Persistently store the query results, which acts like a materialized view.

```
IOTDB > SELECT count(s1), last_value(s1) INTO root.sg.agg_${2}(count_s1, last_value_s1) FROM root.sg1.d1 GROUP BY ([0, 10000), 10ms);
+--------------------------+-----------------------------+--------+
| source column| target timeseries| written|
+--------------------------+-----------------------------+--------+
| count(root.sg.d1.s1)| root.sg.agg_d1.count_s1| 1000|
+--------------------------+-----------------------------+--------+
| last_value(root.sg.d1.s2)| root.sg.agg_d1.last_value_s2| 1000|
+--------------------------+-----------------------------+--------+
Total line number = 2
It costs 0.115s
```

### Non-aligned time series to aligned time series

Rewrite non-aligned time series into another aligned time series.
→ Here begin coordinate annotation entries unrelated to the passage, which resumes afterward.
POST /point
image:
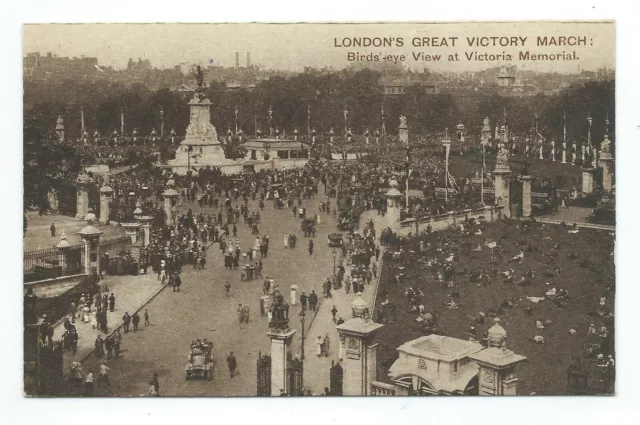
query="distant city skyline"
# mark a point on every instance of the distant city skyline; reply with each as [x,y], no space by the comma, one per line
[291,47]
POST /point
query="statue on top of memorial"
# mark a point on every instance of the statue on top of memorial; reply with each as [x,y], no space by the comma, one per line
[605,146]
[199,75]
[503,156]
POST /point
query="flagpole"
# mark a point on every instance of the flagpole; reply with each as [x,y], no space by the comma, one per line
[345,120]
[236,113]
[446,165]
[161,122]
[82,121]
[308,122]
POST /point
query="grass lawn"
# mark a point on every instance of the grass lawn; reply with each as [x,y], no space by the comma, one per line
[38,234]
[586,271]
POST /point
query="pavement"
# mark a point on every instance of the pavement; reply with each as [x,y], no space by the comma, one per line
[201,310]
[316,369]
[131,294]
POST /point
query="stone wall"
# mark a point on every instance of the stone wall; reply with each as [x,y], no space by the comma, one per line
[444,221]
[52,288]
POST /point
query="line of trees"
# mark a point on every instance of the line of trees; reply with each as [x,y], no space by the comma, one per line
[326,96]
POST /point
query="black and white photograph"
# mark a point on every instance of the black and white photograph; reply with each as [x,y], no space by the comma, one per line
[319,209]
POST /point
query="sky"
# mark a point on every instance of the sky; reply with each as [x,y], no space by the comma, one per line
[294,46]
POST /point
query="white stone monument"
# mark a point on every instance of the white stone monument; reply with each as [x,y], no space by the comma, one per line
[360,349]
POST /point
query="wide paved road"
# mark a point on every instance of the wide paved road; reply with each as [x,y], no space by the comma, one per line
[201,310]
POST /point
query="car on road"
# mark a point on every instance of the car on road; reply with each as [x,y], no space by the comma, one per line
[335,240]
[200,360]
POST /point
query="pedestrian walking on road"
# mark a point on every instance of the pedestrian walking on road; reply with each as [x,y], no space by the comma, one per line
[99,346]
[135,319]
[240,312]
[112,302]
[232,363]
[103,377]
[126,319]
[313,300]
[88,383]
[245,311]
[327,344]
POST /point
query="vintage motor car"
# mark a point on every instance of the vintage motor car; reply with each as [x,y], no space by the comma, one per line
[335,240]
[200,360]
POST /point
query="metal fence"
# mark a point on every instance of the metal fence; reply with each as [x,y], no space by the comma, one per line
[52,263]
[115,246]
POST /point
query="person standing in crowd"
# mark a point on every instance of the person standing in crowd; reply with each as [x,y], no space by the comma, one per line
[232,364]
[135,319]
[319,343]
[245,313]
[112,302]
[313,300]
[103,377]
[240,312]
[126,320]
[99,346]
[88,383]
[327,344]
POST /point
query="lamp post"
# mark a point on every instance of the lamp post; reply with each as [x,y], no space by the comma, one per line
[302,317]
[334,254]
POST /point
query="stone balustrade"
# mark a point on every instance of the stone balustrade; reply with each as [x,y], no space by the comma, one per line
[381,389]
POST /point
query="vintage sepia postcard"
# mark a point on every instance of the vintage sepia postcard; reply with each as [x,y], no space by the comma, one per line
[372,209]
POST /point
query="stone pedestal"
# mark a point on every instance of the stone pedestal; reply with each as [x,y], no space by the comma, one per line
[502,185]
[145,228]
[91,239]
[606,162]
[359,355]
[496,374]
[132,230]
[587,180]
[403,133]
[392,215]
[106,194]
[526,195]
[280,346]
[82,200]
[170,206]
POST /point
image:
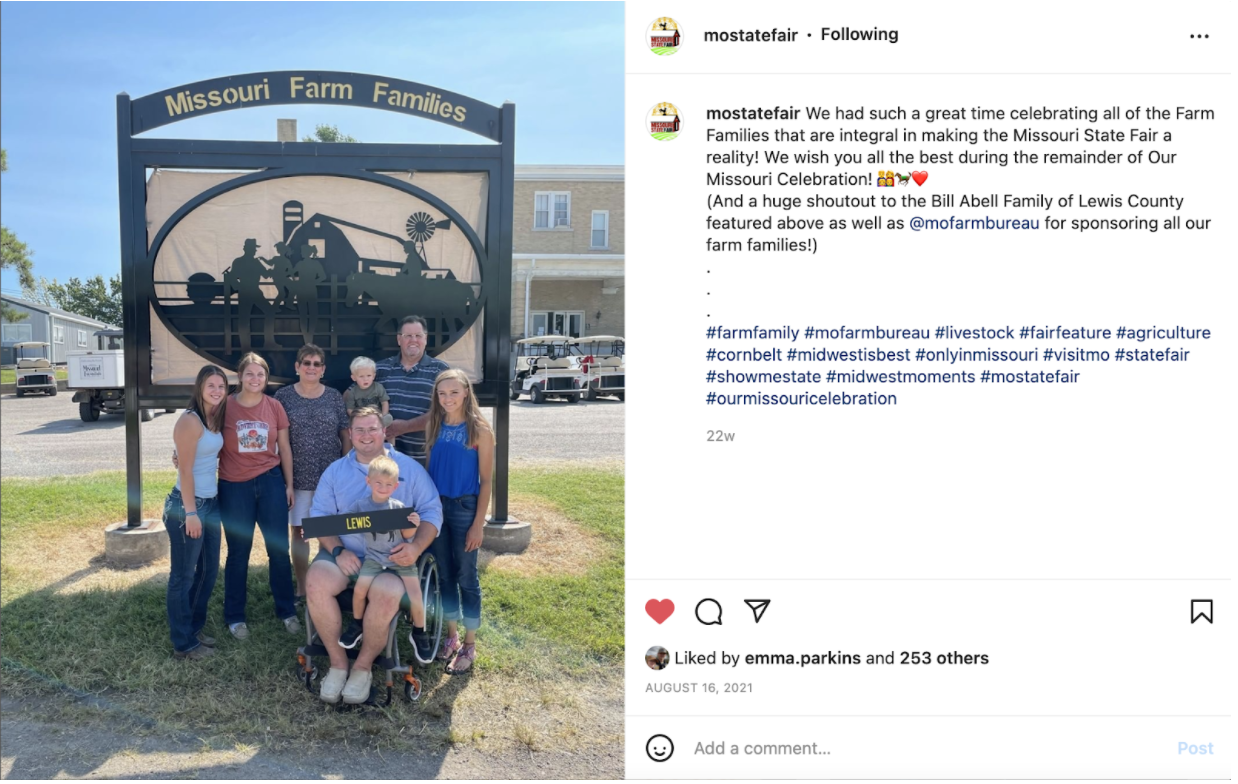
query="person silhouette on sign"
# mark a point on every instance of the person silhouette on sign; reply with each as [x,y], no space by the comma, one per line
[281,275]
[305,286]
[245,278]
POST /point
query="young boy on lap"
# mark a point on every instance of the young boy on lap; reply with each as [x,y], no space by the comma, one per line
[383,479]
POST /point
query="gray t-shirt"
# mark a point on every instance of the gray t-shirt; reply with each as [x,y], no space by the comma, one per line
[378,546]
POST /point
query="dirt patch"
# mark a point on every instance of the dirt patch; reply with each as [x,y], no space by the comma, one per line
[558,546]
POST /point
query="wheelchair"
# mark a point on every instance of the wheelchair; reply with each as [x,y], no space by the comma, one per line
[427,576]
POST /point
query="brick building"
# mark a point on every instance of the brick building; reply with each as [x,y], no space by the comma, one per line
[568,252]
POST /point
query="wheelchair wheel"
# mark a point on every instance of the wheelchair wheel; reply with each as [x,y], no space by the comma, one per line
[412,690]
[433,602]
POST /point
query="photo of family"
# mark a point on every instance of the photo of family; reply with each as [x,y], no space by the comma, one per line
[331,343]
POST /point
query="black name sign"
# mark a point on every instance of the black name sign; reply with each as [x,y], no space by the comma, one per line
[357,523]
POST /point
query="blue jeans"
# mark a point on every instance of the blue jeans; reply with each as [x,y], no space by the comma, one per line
[264,499]
[194,567]
[457,570]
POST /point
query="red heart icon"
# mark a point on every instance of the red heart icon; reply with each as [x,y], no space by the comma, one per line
[659,611]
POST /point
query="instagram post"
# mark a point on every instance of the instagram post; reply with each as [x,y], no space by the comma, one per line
[322,474]
[947,500]
[316,456]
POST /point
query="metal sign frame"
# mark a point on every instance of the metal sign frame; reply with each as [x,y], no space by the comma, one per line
[136,156]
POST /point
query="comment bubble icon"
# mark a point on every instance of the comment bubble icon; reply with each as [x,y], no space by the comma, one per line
[709,612]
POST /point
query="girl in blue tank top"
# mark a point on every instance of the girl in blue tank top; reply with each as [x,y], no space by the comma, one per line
[461,446]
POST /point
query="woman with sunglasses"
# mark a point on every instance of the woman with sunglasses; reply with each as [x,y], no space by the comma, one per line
[318,430]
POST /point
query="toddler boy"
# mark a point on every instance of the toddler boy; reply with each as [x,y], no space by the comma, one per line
[365,392]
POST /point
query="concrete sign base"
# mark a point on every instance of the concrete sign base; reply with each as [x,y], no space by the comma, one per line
[510,536]
[135,546]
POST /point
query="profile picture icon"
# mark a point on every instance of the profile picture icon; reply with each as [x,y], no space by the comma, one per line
[656,658]
[664,36]
[664,121]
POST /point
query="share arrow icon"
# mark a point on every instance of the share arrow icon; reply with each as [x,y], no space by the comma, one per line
[758,607]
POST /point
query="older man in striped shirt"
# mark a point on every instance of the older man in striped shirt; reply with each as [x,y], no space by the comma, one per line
[409,379]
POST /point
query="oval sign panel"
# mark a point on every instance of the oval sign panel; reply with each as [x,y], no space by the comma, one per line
[336,261]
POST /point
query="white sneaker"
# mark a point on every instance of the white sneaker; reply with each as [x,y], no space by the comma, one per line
[332,685]
[358,688]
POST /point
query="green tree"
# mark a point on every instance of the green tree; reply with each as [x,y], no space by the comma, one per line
[94,297]
[328,134]
[14,254]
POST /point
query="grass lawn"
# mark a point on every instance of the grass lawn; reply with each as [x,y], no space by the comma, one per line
[549,675]
[9,375]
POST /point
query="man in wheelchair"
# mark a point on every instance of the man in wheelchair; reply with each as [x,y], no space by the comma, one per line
[339,559]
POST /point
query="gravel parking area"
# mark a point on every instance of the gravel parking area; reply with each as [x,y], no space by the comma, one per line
[45,436]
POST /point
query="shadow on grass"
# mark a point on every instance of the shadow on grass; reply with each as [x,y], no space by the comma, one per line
[109,650]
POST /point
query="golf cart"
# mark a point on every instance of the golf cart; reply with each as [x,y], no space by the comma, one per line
[545,368]
[34,368]
[98,377]
[602,364]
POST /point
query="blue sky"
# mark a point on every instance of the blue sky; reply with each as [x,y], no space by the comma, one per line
[62,65]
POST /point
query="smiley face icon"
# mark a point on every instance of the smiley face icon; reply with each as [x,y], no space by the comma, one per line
[659,748]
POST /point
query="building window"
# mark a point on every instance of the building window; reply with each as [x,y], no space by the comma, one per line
[17,333]
[552,209]
[566,323]
[599,238]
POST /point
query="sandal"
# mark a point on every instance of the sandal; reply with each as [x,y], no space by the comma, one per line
[450,648]
[463,660]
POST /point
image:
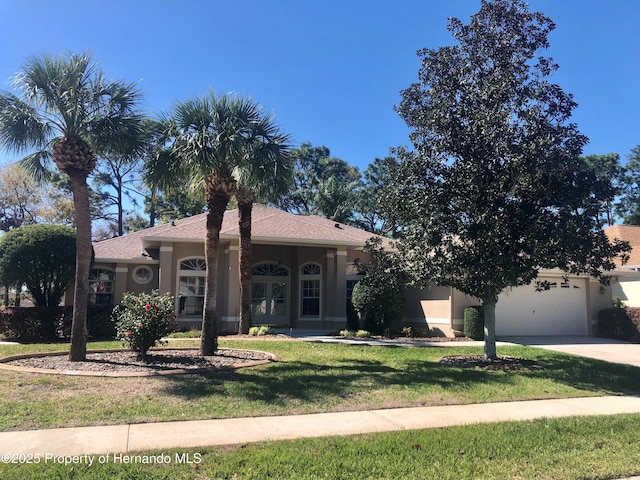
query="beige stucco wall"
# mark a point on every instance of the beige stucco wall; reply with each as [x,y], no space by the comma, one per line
[429,307]
[627,290]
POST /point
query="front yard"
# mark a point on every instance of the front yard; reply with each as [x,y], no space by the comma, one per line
[313,377]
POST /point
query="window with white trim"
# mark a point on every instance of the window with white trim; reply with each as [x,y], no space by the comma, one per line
[142,275]
[191,285]
[310,289]
[101,286]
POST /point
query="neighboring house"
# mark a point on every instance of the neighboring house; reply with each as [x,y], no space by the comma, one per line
[626,279]
[303,275]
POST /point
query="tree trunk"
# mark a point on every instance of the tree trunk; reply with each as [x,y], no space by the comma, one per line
[217,200]
[490,329]
[244,216]
[84,248]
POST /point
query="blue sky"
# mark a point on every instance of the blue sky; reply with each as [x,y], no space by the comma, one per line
[331,70]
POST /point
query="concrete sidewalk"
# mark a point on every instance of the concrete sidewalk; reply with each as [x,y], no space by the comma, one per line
[122,439]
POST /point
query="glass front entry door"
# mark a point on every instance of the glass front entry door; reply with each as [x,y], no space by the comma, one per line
[269,301]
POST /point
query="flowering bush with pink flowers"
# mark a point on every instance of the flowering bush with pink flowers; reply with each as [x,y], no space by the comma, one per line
[143,319]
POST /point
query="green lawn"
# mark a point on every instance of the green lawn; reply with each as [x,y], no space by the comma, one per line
[313,377]
[557,449]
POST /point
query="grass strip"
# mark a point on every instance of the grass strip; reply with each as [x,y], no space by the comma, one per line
[310,378]
[567,448]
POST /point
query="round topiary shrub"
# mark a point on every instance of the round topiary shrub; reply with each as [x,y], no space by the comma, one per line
[474,322]
[143,319]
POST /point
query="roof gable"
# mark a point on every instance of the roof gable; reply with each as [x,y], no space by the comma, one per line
[269,225]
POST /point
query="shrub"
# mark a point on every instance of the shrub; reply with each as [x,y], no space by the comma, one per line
[378,297]
[192,333]
[261,330]
[615,323]
[353,322]
[143,319]
[42,257]
[634,315]
[474,322]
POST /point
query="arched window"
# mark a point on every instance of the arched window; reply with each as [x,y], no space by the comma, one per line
[191,285]
[310,289]
[270,293]
[101,286]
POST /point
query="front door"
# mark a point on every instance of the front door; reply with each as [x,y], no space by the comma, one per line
[269,301]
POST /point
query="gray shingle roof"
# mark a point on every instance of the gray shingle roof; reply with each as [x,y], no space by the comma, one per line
[269,225]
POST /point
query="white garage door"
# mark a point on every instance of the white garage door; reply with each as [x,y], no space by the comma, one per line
[562,310]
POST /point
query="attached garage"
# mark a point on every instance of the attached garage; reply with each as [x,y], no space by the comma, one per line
[561,310]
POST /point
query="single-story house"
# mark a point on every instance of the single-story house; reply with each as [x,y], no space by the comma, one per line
[626,278]
[303,275]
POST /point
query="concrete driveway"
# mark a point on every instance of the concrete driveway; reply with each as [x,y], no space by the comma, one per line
[606,349]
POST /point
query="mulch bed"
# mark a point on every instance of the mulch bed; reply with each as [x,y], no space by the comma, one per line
[114,362]
[501,363]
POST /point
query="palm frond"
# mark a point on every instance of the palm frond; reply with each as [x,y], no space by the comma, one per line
[21,126]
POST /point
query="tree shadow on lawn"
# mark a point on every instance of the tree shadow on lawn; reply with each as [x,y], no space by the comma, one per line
[589,374]
[283,382]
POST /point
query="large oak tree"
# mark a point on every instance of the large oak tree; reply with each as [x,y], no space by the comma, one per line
[494,188]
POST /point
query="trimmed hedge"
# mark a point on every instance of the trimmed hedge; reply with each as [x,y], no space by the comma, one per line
[46,324]
[474,322]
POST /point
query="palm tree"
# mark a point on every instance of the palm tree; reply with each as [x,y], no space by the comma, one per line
[69,113]
[268,175]
[207,141]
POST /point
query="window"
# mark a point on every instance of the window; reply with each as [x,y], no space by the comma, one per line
[350,285]
[101,286]
[191,285]
[310,291]
[142,275]
[269,293]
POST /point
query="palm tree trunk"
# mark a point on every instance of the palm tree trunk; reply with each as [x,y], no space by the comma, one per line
[217,200]
[489,307]
[78,349]
[246,251]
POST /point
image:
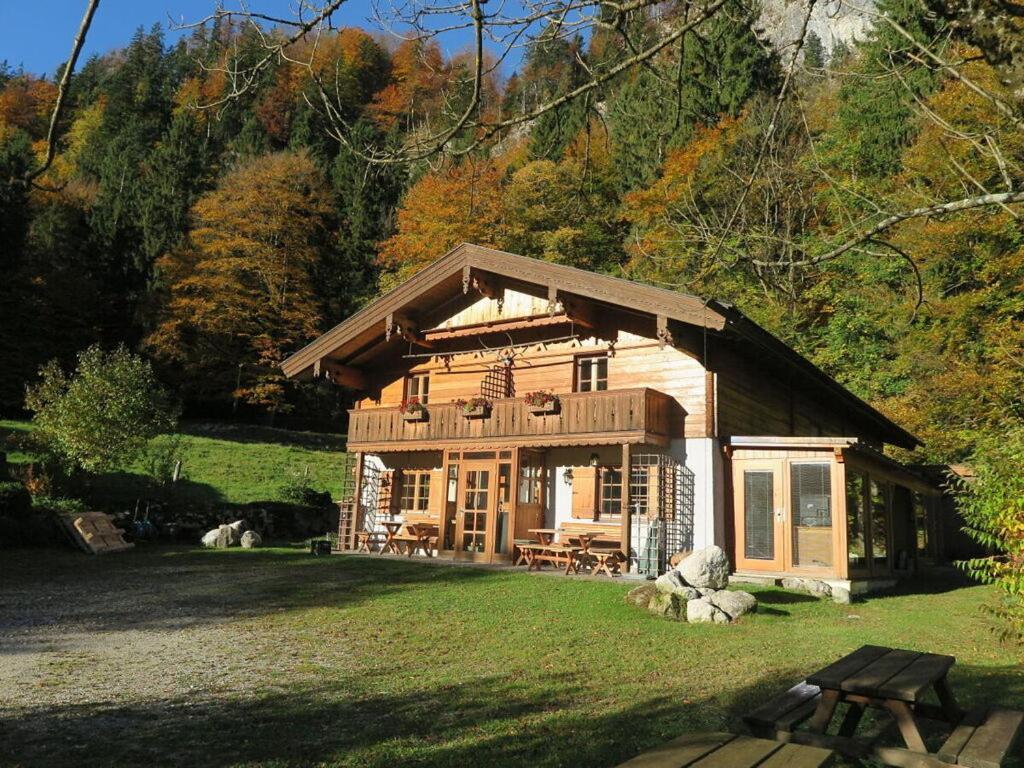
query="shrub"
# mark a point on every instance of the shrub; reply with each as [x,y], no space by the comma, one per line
[15,502]
[103,414]
[992,505]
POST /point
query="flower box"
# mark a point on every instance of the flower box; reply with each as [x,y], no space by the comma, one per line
[478,408]
[545,409]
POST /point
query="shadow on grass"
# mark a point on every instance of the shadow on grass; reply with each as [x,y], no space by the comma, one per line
[261,434]
[488,721]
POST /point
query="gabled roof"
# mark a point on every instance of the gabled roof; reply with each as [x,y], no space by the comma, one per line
[443,281]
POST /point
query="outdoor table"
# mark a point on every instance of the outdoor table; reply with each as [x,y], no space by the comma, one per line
[545,536]
[391,527]
[890,679]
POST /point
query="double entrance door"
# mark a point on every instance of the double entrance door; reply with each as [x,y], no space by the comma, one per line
[479,506]
[783,515]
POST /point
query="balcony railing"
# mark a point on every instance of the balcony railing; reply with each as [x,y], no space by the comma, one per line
[625,415]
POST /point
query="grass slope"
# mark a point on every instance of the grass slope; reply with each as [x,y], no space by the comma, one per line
[224,463]
[276,658]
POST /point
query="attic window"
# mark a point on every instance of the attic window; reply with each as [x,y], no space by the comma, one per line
[592,373]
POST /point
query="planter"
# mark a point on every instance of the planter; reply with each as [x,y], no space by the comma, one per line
[549,408]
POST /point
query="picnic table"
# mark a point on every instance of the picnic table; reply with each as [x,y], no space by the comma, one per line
[896,681]
[729,751]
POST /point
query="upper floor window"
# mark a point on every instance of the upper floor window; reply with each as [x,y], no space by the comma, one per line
[418,385]
[592,373]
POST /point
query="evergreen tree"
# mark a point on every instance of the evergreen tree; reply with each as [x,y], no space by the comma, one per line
[814,51]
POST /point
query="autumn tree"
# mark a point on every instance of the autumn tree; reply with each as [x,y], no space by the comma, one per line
[241,295]
[460,203]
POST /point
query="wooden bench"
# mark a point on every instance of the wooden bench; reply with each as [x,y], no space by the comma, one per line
[729,751]
[780,716]
[983,739]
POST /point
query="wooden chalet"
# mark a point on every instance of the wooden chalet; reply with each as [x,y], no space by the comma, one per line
[664,421]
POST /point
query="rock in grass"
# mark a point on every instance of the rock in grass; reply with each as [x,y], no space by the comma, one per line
[672,583]
[640,596]
[706,568]
[667,605]
[704,611]
[733,604]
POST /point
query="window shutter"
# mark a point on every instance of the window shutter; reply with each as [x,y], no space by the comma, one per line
[584,493]
[436,491]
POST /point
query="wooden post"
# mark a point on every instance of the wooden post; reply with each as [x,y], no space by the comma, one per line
[625,537]
[356,522]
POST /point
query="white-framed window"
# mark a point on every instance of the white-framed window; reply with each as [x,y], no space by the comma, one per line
[591,373]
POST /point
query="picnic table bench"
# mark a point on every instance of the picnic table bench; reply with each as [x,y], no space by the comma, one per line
[730,751]
[896,681]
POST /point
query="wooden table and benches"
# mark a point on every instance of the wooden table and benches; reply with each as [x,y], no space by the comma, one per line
[898,682]
[730,751]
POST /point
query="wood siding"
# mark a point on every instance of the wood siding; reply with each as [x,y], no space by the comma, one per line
[632,415]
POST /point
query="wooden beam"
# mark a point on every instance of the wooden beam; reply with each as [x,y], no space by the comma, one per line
[344,376]
[625,536]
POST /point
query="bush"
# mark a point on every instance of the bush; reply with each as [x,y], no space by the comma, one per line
[15,502]
[102,415]
[992,505]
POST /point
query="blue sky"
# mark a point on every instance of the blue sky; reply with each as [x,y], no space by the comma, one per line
[37,34]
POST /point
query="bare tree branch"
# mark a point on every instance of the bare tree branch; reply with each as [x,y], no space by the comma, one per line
[62,87]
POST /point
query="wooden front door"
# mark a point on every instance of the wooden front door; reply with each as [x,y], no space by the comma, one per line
[760,515]
[475,510]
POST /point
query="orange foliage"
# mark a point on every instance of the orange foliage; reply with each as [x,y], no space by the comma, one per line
[241,291]
[26,102]
[460,204]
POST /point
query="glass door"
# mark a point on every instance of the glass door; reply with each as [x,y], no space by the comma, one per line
[474,510]
[760,515]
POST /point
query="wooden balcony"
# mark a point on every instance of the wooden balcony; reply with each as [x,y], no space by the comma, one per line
[584,419]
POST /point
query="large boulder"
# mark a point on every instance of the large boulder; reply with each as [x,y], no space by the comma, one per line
[220,538]
[706,568]
[733,604]
[704,611]
[641,596]
[667,605]
[237,529]
[672,583]
[679,557]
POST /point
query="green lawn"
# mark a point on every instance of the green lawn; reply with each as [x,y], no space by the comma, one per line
[223,463]
[278,658]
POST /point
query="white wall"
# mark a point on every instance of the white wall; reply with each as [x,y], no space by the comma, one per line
[702,456]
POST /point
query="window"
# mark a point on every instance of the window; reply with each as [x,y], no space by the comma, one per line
[856,487]
[921,524]
[415,497]
[418,385]
[592,373]
[530,478]
[610,487]
[811,499]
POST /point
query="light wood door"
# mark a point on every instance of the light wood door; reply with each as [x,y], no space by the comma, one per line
[760,515]
[475,507]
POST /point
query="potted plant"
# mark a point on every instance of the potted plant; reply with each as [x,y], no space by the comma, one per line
[474,408]
[413,410]
[542,402]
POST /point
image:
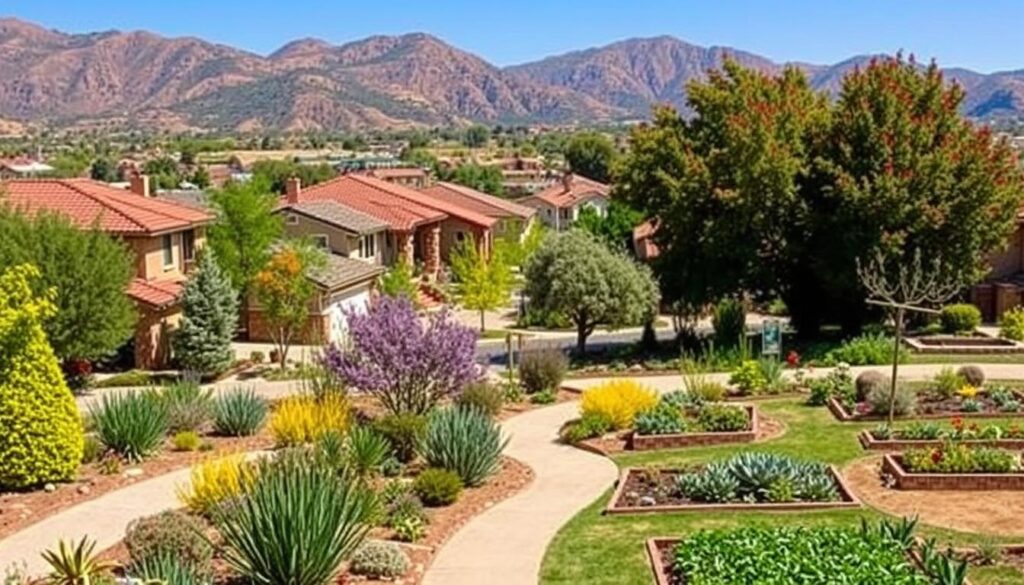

**Note:** It is recommended to use the `LIMIT & OFFSET`

clause or the `WHERE`

clause (time filter) to batch data to prevent excessive data volume in a single operation.

```
IOTDB > SELECT s1, s2 INTO ALIGNED root.sg1.aligned_d(s1, s2) FROM root.sg1.non_aligned_d WHERE time >= 0 and time < 10000;
+--------------------------+----------------------+--------+
| source column| target timeseries| written|
+--------------------------+----------------------+--------+
| root.sg1.non_aligned_d.s1| root.sg1.aligned_d.s1| 10000|
+--------------------------+----------------------+--------+
| root.sg1.non_aligned_d.s2| root.sg1.aligned_d.s2| 10000|
+--------------------------+----------------------+--------+
Total line number = 2
It costs 0.375s
```

## User Permission Management

The user must have the following permissions to execute a query write-back statement:

- All
`READ_TIMESERIES`

permissions for the source series in the`select`

clause. - All
`INSERT_TIMESERIES`

permissions for the target series in the`into`

clause.

For more user permissions related content, please refer to Account Management Statements.

## Configurable Properties

`select_into_insert_tablet_plan_row_limit`

: The maximum number of rows can be processed in one insert-tablet-plan when executing select-into statements. 10000 by default.